Some 8 million tons of dates are grown in the world every year. About 95% of them are eaten "under the tree" and don’t even reach the market, explains Hadiklaim's accountant, Ramy Sharaby.
Of the 5% that are marketed, 90% of the dates are used for industrial purposes – Cakes, sauces, jams, etc – and another 5%, about 100,000 tons a year, are directed to the premium eating market.
"In this small market, the lead player is the Medjool, and its average price is 10 times higher than the price of a simple date," says Sharaby. "We have a share of about 35% of the Medjool global market."
Date harvest includes 30,000 tons of nine varieties (Photo: Ziv Reinstein)
This wasn't always the case. Until 1982, dates were grown in Israel in several areas, and semi-state owned company Agrexco was in charge of marketing. Four groups of palm growers were unsatisfied with the marketing efforts and decided to unite and set up a joint organization, Hadiklaim. Almog, who was the manager of the Arava packing house, was appointed marketing vice-president.
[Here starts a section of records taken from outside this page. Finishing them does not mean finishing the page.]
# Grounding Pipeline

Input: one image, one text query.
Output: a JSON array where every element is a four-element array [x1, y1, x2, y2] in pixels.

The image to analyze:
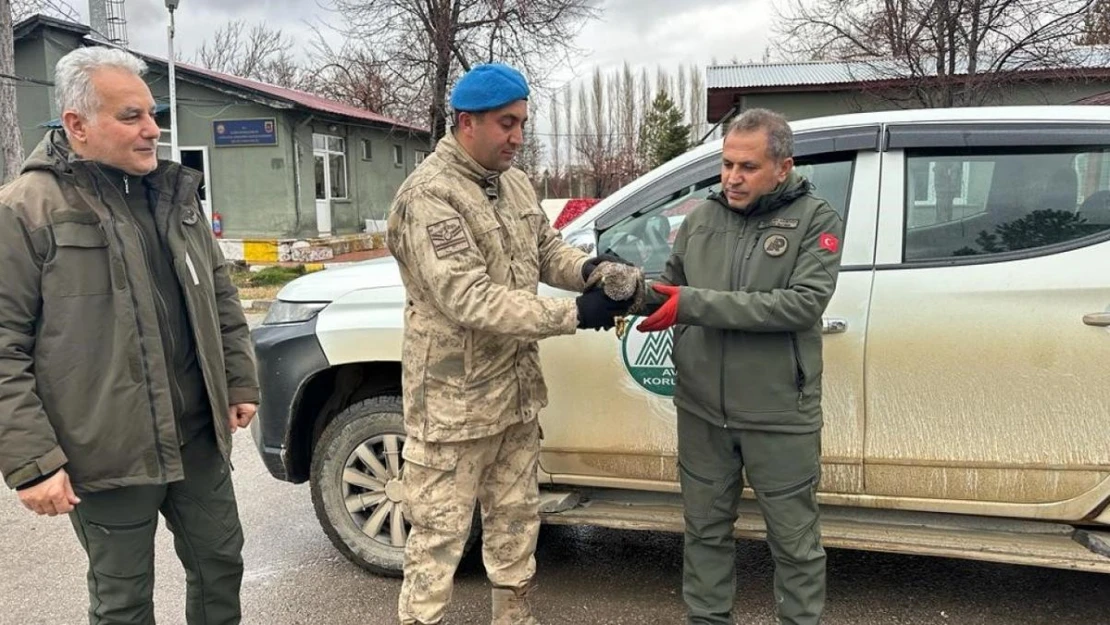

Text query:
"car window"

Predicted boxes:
[[903, 147, 1110, 261], [596, 155, 855, 276], [596, 177, 718, 275]]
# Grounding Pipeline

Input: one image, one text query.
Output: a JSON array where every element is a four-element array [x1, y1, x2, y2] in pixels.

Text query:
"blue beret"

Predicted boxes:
[[450, 63, 530, 112]]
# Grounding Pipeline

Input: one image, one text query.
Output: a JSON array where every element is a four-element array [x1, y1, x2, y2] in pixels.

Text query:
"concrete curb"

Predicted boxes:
[[241, 299, 274, 313]]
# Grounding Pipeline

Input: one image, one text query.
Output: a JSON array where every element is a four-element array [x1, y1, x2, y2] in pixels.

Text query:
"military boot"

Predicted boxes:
[[491, 584, 539, 625]]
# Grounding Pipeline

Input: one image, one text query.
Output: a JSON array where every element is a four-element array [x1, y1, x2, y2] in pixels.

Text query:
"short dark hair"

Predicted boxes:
[[726, 108, 793, 162], [452, 109, 487, 128]]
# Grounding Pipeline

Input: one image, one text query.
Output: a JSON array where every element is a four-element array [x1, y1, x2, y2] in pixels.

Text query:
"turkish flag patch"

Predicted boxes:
[[818, 233, 840, 253]]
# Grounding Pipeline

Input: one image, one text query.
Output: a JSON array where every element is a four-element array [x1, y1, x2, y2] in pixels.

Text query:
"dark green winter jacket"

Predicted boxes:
[[648, 171, 844, 432], [0, 131, 259, 492]]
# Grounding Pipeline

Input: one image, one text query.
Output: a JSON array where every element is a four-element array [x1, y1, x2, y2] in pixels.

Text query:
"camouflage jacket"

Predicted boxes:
[[386, 132, 589, 442]]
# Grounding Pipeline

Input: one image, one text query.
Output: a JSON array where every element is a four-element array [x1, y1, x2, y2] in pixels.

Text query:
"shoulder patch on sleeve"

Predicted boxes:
[[818, 233, 840, 253], [427, 217, 471, 259]]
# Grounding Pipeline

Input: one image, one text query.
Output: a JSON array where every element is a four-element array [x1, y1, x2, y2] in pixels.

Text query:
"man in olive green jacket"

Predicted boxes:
[[638, 108, 844, 625], [0, 47, 258, 624]]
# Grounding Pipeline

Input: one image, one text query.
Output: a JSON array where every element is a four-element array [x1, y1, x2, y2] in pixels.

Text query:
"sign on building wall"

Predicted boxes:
[[213, 118, 278, 147]]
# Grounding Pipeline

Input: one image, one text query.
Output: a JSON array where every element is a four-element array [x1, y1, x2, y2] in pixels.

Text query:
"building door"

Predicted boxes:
[[179, 147, 212, 223], [313, 134, 348, 236], [314, 151, 333, 235]]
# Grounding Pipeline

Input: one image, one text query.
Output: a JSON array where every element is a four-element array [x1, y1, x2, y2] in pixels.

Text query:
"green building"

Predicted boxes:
[[6, 15, 431, 262], [706, 58, 1110, 124]]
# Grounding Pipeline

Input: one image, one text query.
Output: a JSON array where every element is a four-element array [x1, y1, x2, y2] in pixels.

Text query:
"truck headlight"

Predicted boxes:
[[262, 301, 329, 325]]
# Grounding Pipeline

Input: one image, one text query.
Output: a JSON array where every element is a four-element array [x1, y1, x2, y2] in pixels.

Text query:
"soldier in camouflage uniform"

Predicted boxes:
[[386, 63, 634, 625]]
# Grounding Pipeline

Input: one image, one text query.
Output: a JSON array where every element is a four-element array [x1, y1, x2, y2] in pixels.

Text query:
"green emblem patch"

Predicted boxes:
[[620, 317, 676, 397]]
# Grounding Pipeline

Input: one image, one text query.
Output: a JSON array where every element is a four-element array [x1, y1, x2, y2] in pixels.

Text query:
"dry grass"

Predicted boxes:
[[236, 284, 283, 301]]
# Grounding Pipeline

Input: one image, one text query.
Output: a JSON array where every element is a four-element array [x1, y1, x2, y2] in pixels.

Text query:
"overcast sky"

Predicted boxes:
[[75, 0, 773, 83], [66, 0, 774, 133]]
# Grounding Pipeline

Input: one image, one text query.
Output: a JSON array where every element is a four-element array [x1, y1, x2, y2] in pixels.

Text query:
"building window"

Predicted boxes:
[[393, 144, 404, 167], [157, 128, 172, 161], [362, 139, 373, 161], [313, 133, 348, 200], [415, 150, 430, 165]]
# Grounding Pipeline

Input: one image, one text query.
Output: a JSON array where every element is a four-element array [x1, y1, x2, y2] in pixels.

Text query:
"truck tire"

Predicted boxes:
[[309, 395, 478, 576]]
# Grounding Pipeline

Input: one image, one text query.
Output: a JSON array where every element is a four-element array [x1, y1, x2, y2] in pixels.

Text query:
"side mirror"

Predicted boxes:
[[563, 227, 596, 254]]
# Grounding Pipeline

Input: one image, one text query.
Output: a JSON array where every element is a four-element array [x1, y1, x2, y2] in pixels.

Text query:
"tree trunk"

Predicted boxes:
[[0, 0, 24, 184]]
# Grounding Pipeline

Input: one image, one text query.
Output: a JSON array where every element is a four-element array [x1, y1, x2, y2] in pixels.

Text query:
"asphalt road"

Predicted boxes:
[[1, 314, 1107, 624]]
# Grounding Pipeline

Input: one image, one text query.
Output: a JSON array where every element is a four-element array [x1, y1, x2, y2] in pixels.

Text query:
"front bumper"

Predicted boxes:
[[250, 316, 329, 482]]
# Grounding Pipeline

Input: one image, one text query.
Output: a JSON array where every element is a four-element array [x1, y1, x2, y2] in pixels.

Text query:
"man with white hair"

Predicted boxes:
[[0, 46, 258, 624]]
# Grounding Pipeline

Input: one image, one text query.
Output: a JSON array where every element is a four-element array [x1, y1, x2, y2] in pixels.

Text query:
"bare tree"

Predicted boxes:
[[12, 0, 77, 22], [620, 62, 637, 174], [638, 66, 651, 132], [321, 0, 599, 143], [305, 34, 418, 122], [194, 20, 309, 89], [689, 64, 706, 144], [563, 85, 573, 194], [1078, 0, 1110, 43], [574, 83, 590, 196], [549, 91, 561, 195], [778, 0, 1099, 108], [676, 64, 688, 115], [514, 127, 544, 183], [571, 68, 625, 197], [656, 66, 670, 98]]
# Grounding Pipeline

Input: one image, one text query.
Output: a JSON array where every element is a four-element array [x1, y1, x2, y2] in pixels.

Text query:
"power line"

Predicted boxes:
[[0, 72, 55, 87]]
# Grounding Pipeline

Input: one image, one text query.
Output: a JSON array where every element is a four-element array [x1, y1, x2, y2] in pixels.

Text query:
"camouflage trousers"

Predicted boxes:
[[398, 419, 541, 624]]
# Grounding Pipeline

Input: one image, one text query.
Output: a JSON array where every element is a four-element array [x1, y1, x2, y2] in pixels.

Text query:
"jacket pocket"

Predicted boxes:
[[672, 325, 716, 402], [724, 332, 799, 414], [465, 330, 514, 386], [469, 206, 508, 261], [790, 333, 806, 400], [417, 323, 501, 433], [45, 222, 113, 296]]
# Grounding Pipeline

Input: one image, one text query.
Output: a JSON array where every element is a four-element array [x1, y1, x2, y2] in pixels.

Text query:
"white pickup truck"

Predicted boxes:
[[251, 105, 1110, 577]]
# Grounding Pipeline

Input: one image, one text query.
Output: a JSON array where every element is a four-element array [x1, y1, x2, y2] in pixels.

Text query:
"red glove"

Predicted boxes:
[[637, 284, 680, 332]]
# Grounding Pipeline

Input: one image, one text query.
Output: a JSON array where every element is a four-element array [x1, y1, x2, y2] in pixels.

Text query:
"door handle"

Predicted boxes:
[[822, 317, 848, 334], [1083, 313, 1110, 327]]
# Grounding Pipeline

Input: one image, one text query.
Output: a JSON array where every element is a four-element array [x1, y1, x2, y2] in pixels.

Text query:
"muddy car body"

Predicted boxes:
[[251, 106, 1110, 576]]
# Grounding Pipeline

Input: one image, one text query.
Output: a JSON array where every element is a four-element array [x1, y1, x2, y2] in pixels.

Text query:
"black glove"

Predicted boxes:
[[581, 253, 632, 282], [576, 287, 631, 330]]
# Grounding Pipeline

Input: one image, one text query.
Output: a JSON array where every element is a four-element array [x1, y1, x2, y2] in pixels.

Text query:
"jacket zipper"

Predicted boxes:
[[721, 219, 750, 427], [131, 210, 189, 436], [489, 202, 524, 415], [738, 232, 762, 289], [94, 174, 168, 476]]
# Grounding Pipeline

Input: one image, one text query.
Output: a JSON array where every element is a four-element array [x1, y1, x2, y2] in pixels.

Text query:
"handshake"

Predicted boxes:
[[575, 255, 644, 332]]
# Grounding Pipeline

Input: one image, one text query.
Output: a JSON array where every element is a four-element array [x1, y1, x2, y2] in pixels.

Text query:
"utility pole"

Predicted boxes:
[[165, 0, 179, 162], [0, 0, 24, 183]]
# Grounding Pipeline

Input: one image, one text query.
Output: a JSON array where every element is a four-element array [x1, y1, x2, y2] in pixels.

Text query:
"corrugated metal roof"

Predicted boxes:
[[707, 61, 889, 89], [135, 56, 429, 134], [171, 61, 430, 134], [708, 50, 1110, 90]]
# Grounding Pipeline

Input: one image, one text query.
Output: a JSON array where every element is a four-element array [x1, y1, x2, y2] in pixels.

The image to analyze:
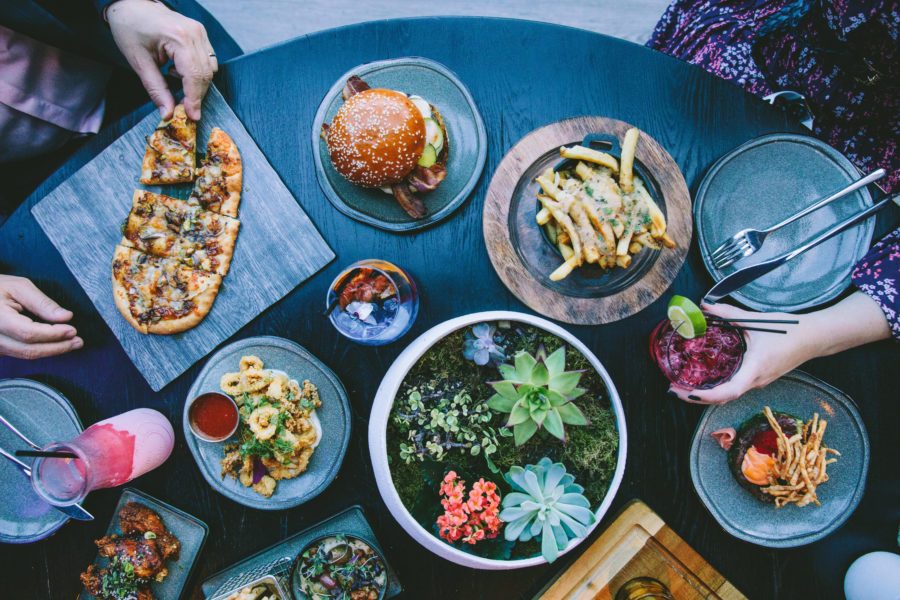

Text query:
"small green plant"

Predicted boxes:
[[393, 381, 507, 469], [487, 346, 589, 445], [499, 457, 595, 563]]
"After we began planting in the Arava region, the amount of dates increased and the marketing was insufficient for the growth forecast," he says. "Agrexco's methods were unsuitable and we felt that we had to find the niche which matches our product. We are experts on dates."
Hadiklaim's initial goal was to improve the marketing and the growers' economic dependence.
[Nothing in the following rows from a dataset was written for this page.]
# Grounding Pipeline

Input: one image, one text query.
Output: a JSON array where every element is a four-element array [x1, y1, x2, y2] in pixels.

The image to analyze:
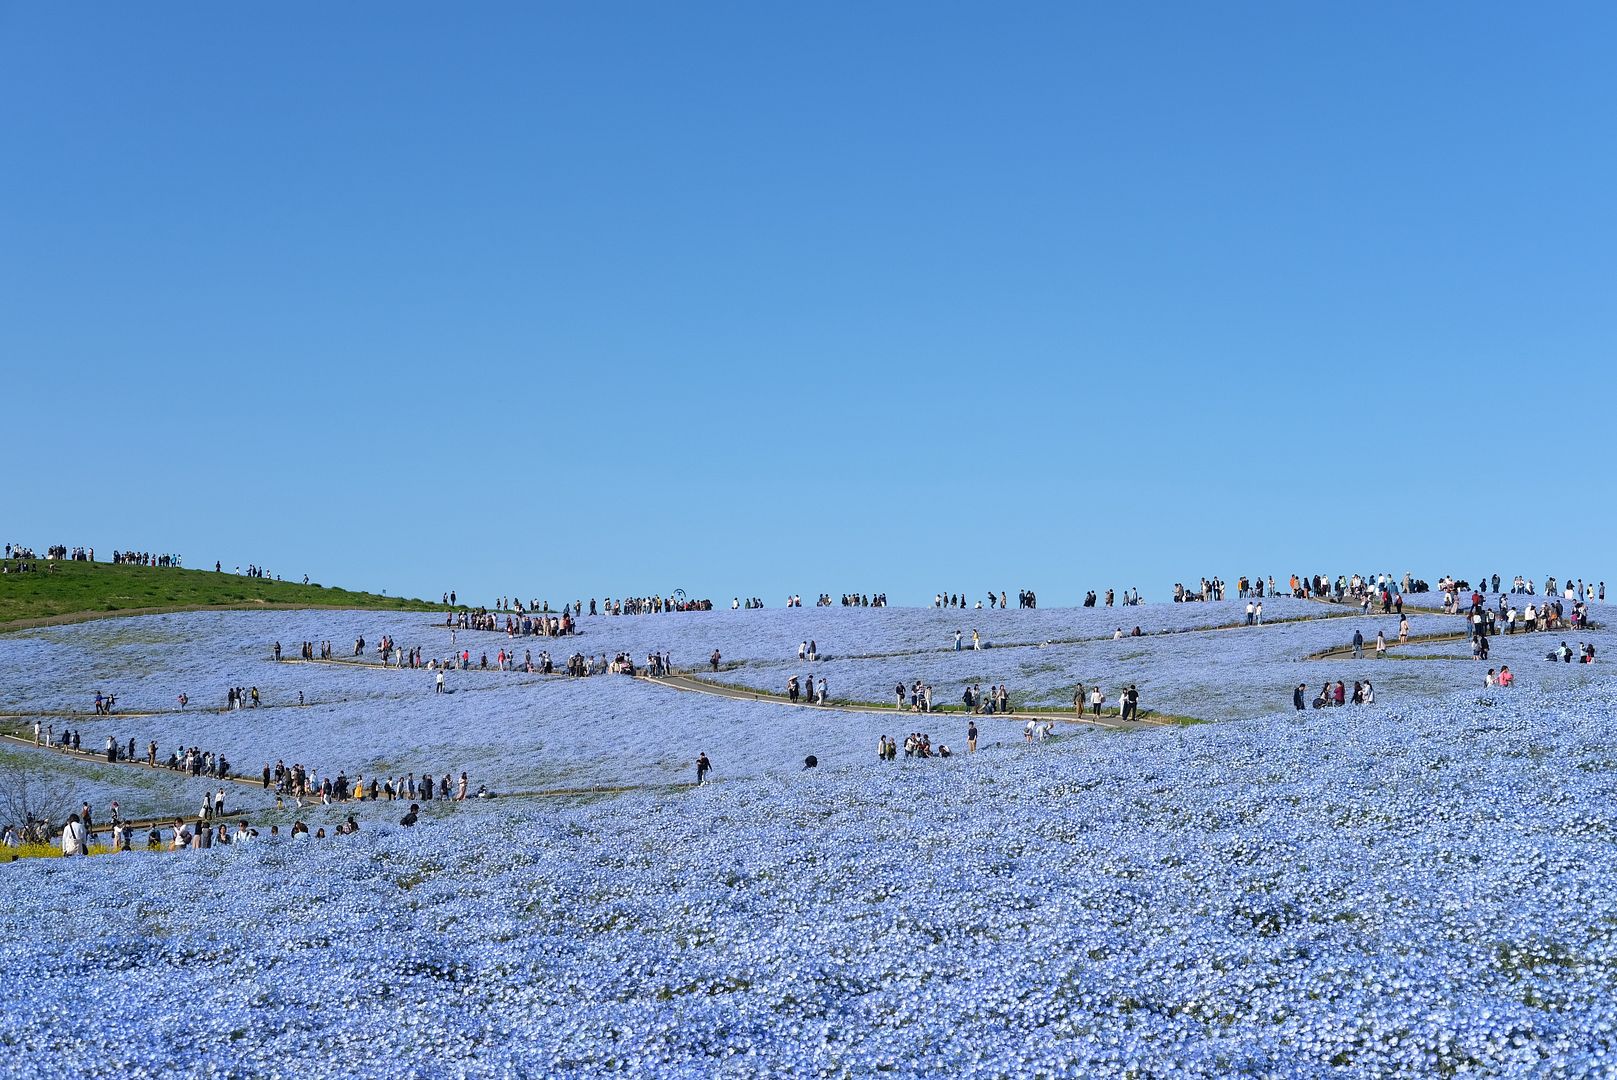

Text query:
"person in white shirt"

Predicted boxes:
[[61, 814, 88, 856]]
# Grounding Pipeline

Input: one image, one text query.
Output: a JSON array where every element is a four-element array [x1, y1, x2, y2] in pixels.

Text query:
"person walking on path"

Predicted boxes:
[[695, 753, 712, 786], [1375, 631, 1386, 659], [954, 630, 962, 652], [1352, 629, 1365, 659]]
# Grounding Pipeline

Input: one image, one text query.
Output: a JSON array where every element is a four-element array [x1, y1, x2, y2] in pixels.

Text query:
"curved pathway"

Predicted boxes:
[[640, 673, 1176, 730], [1305, 631, 1473, 662]]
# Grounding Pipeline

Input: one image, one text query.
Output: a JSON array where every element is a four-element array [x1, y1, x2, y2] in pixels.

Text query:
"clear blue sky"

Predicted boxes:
[[4, 3, 1613, 606]]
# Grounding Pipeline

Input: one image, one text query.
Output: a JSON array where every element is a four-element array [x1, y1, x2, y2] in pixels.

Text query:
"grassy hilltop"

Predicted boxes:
[[0, 559, 442, 629]]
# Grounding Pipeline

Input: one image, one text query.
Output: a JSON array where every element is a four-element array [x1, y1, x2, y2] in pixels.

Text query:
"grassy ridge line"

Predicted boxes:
[[0, 560, 444, 630]]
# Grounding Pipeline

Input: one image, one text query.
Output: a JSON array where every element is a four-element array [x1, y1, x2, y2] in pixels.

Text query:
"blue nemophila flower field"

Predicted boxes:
[[1, 604, 1615, 1077]]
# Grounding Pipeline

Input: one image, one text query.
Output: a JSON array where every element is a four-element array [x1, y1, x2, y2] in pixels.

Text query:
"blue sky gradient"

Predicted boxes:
[[4, 3, 1613, 605]]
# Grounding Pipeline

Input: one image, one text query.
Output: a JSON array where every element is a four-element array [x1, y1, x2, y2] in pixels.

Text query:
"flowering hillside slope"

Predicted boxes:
[[2, 678, 1616, 1077]]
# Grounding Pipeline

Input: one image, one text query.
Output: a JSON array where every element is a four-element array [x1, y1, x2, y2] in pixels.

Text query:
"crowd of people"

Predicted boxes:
[[1174, 579, 1229, 602], [1296, 680, 1379, 709], [1082, 589, 1141, 607], [14, 734, 483, 859], [113, 550, 182, 567], [30, 720, 237, 779], [786, 673, 830, 704], [1275, 572, 1607, 609], [263, 761, 475, 807], [1, 543, 189, 569], [55, 811, 387, 857], [594, 596, 713, 614], [963, 683, 1012, 715], [1059, 682, 1140, 720], [896, 681, 934, 711], [931, 591, 1044, 609], [1543, 643, 1596, 664], [446, 610, 577, 637], [879, 733, 955, 760]]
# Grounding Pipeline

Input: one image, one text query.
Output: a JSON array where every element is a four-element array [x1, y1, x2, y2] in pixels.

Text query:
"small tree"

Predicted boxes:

Until 1991, marketing efforts abroad were still in the hands of Agrexco, while the association dealt with the Israeli market and local growers. Following a rift in the relations with Agrexco, new rules were set between the two organizations. This is when the palm growers began exporting their own produce.
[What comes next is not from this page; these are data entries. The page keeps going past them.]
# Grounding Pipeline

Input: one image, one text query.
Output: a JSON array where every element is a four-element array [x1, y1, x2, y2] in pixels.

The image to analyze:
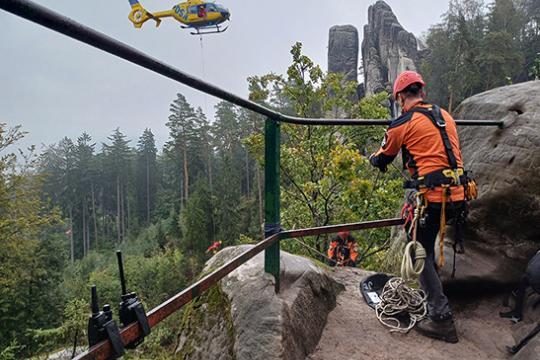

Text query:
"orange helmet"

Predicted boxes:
[[393, 71, 426, 99]]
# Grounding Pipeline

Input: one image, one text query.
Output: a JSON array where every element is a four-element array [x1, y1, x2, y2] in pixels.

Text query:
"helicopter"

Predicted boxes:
[[127, 0, 230, 35]]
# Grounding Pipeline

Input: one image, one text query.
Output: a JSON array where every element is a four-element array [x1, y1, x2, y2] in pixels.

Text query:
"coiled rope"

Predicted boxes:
[[375, 277, 427, 332], [400, 241, 426, 282], [400, 197, 426, 281], [376, 193, 428, 332]]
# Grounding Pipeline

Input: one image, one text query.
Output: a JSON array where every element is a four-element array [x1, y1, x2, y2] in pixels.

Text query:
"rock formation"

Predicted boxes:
[[175, 245, 343, 360], [328, 25, 359, 83], [445, 81, 540, 287], [361, 1, 420, 96]]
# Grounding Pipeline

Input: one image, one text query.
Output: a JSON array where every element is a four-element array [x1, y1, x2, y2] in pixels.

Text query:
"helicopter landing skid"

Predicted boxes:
[[190, 25, 228, 35]]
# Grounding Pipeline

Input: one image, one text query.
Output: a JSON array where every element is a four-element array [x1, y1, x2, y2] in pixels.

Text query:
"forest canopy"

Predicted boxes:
[[421, 0, 540, 111]]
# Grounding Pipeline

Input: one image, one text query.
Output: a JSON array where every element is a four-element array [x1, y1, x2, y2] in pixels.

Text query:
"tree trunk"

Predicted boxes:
[[82, 200, 87, 257], [245, 149, 250, 198], [116, 175, 121, 244], [146, 152, 150, 225], [126, 182, 130, 233], [208, 155, 213, 194], [69, 207, 74, 263], [183, 144, 189, 202], [208, 155, 215, 241], [180, 176, 184, 211], [121, 180, 126, 242], [91, 182, 98, 250]]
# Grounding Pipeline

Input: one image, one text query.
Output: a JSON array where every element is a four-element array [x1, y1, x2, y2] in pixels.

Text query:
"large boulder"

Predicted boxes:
[[175, 245, 344, 360], [361, 1, 420, 96], [446, 81, 540, 286], [328, 25, 359, 83]]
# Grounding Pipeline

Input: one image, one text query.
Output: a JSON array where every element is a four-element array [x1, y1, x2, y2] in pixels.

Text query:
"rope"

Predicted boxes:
[[400, 241, 426, 282], [291, 237, 337, 265], [375, 277, 427, 333], [199, 35, 208, 114], [400, 193, 426, 281]]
Since the Hadiklaim's establishment, the export of dates has skyrocketed by more than 1,000% in financial terms. "In 1982 we exported about 1,500 tons of dates for $4 million. In 2011 we went up to 7,000 tons for $60 million," says Almog.
This year, the organization estimates, the harvest will include 30,000 tons of nine varieties of dates, led by the Medjool and followed by Barhi dates with 3,500 tons, and Deglet Noor and Hayany dates with 3,000 tons each.
About 50% of the date harvest in Israel is exported, but due to its high quality it is responsible for 75% of growers' income. Israeli dates reach almost every country in the world.
How do you deal with boycotts against Israeli agricultural produce?
"The boycott is not presented as a boycott against us," says Almog. "We are approached by customers asking for Israeli produce only, and we supply them with the produce according to our commitment. Our work is legal and we don't deceive any of our customers."
Hadiklaim takes pride in the fact that it works with some 100 growers, including 60 cooperative enterprises and kibbutzim and dozens of private growers.
The date harvest season begins in late July and ends in October. There are three record sale periods: Rosh Hashana, Tu B'Shvat and Passover, but the fruit can be found on store shelves all year long.
How much do we eat compared to our neighbors?
"The average Israeli eats about 1 kilogram of dates a year, but our neighbors in Arab countries eat about 10 kilograms a year, so we still have a long way to go."
This year Hadiklaim began exporting Palestinian produce from the Jericho area to global markets, boasting that even the neighboring farmers favor the experienced Israeli marketing machine.